Aber nur mit den Bewohnern von Bagemühl oder Brüssow wäre die „Linde“ mit ihren fünf Mitarbeiterinnen nicht zu halten. Der polnische Besitzer, der große Werkskantine und eine Sushi Bar in Stettin betreibt, zielt auf Kunden in Stettin, die seine Gaststätte am Wochenende besuchen sollen und das auch tun. In Grünow, 10 Autominuten von Prenzlau entfernt, hat er in ein weiteres Restaurant investiert.
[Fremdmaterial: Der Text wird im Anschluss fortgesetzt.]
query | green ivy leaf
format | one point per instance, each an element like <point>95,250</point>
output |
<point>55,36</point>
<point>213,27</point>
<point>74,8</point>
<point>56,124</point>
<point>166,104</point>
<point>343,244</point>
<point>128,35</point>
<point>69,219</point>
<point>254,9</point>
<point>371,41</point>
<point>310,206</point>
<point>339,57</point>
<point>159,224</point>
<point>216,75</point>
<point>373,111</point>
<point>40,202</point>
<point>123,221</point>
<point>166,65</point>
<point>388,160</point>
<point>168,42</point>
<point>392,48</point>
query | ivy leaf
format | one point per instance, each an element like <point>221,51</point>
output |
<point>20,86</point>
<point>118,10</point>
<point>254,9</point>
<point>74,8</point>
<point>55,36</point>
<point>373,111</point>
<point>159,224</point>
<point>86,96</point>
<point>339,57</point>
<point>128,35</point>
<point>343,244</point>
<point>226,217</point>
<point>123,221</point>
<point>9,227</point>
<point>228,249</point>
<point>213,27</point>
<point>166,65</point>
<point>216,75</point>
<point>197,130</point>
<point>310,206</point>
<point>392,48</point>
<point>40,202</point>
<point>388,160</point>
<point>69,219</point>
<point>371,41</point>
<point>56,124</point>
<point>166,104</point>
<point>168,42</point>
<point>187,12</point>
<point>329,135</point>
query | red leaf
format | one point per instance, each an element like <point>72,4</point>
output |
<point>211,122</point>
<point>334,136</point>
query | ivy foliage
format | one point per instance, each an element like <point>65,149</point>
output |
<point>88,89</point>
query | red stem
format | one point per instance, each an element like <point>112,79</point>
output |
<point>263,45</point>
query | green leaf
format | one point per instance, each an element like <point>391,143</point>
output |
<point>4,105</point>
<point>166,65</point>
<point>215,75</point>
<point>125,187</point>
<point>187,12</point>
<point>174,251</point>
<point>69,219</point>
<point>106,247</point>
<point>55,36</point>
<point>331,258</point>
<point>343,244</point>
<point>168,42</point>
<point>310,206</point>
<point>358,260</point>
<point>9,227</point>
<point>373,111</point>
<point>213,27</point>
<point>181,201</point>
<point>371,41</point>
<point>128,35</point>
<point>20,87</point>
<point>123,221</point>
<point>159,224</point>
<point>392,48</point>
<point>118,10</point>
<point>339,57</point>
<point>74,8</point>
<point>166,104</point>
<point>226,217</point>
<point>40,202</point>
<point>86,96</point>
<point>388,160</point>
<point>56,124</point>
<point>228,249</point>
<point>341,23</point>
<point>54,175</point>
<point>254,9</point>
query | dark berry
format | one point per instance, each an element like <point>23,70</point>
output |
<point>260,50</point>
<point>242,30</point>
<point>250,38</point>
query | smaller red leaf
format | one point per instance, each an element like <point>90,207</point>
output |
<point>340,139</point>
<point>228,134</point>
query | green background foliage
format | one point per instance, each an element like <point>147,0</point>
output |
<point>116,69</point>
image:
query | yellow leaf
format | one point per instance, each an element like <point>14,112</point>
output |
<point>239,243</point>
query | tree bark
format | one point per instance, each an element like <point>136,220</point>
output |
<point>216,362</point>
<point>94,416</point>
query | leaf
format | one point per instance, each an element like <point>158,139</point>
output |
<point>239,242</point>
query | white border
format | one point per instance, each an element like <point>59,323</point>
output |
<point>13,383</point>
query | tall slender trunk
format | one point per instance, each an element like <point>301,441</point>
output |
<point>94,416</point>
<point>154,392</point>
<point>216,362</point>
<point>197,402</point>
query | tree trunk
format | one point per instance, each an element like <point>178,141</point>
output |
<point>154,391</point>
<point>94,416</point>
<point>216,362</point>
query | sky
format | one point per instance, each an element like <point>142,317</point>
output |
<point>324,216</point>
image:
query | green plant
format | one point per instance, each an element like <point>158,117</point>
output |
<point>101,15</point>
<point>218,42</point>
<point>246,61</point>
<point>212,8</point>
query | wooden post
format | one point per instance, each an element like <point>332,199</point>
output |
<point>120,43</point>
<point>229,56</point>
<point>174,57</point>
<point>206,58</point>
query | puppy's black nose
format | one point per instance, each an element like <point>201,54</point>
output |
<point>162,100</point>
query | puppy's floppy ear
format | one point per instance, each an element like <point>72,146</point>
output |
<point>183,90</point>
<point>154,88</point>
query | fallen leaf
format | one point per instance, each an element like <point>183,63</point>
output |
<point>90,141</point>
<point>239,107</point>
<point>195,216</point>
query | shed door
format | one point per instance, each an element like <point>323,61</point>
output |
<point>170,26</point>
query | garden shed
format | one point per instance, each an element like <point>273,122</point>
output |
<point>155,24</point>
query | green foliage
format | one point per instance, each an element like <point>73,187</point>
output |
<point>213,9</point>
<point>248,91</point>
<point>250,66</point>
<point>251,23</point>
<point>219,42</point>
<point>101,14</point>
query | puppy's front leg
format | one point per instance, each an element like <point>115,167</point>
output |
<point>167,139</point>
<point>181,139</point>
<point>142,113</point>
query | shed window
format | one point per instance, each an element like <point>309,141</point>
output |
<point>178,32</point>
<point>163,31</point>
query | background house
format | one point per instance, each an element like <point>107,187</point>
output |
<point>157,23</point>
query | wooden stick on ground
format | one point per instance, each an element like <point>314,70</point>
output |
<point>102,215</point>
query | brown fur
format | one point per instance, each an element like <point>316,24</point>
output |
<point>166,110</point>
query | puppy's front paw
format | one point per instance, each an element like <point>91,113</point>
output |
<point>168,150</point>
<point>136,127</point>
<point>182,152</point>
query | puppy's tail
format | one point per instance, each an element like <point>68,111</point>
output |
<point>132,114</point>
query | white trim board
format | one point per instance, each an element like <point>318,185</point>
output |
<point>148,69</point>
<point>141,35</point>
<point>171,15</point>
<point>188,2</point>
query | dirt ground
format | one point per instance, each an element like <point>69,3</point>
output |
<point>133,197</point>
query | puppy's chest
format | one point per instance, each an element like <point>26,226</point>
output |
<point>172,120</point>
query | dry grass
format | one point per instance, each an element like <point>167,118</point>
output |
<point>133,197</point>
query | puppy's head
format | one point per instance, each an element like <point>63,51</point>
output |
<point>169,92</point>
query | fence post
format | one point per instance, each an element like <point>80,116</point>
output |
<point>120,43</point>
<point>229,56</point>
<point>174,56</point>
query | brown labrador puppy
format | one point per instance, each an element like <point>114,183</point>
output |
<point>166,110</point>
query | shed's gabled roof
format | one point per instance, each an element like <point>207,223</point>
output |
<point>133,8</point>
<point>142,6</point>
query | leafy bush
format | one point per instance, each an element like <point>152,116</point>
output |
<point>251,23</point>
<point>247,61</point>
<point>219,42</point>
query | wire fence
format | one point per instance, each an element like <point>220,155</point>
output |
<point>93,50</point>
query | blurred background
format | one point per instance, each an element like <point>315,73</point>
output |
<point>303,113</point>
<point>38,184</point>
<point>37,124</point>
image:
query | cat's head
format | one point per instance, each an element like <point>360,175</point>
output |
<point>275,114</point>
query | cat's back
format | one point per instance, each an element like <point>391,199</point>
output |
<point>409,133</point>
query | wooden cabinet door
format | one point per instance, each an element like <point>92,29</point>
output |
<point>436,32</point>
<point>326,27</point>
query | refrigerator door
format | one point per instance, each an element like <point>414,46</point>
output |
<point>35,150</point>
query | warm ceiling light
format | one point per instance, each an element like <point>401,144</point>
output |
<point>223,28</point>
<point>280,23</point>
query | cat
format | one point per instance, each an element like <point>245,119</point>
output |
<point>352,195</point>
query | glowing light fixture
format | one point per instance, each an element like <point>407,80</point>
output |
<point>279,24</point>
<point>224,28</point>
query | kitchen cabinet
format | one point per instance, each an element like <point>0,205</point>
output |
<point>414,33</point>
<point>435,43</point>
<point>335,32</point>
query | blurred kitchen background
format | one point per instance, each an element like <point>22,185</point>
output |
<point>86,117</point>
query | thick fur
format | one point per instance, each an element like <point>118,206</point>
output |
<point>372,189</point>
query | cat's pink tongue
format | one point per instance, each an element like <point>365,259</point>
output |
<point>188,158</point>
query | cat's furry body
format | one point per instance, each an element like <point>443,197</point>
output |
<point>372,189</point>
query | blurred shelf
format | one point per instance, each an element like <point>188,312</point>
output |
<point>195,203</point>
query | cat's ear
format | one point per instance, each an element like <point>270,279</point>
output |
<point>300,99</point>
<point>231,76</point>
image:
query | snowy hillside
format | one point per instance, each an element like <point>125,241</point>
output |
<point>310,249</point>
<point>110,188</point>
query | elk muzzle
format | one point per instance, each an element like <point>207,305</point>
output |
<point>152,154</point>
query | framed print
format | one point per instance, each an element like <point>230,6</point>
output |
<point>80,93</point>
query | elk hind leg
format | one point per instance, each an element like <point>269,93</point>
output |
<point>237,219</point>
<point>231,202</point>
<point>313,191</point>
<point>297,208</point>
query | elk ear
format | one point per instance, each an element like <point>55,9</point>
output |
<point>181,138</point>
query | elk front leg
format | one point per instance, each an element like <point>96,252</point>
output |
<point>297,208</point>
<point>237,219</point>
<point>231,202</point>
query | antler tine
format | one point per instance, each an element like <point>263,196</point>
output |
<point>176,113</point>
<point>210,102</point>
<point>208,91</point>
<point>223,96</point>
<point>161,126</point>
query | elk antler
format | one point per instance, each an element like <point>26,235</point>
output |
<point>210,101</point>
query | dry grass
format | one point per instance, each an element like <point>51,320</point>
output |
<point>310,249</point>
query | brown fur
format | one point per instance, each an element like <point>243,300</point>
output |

Im Speckgürtel von Stettin
In Brüssow sind derzeit 50 polnische Bürger gemeldet. Fünf polnische Kinder besuchen Kindergarten oder Kindertagesstätte. Das ist noch kein Vergleich zu den 200, die das 10 Kilometer entfernte Löcknitz in Mecklenburg-Vorpommern bevölkern und deren Kinder Schulklassen füllen. Polnische Investitionen gibt es nur geringfügig. „Polen raus!“ T-Shirts wie in Löcknitz oder eine NPD-Kampagne für eine geschlossene Grenze hat es hier auch noch nicht gegeben. Aber die 7,5 Prozent NPD in Brüssow, die 10,6 Prozent im fünf Kilometer entfernten Carmzow oder die 8,4 Prozent in Kleptow sind nur die Spitze des Eisberges der antipolnischen Ressentiments im Nordosten der Uckermark.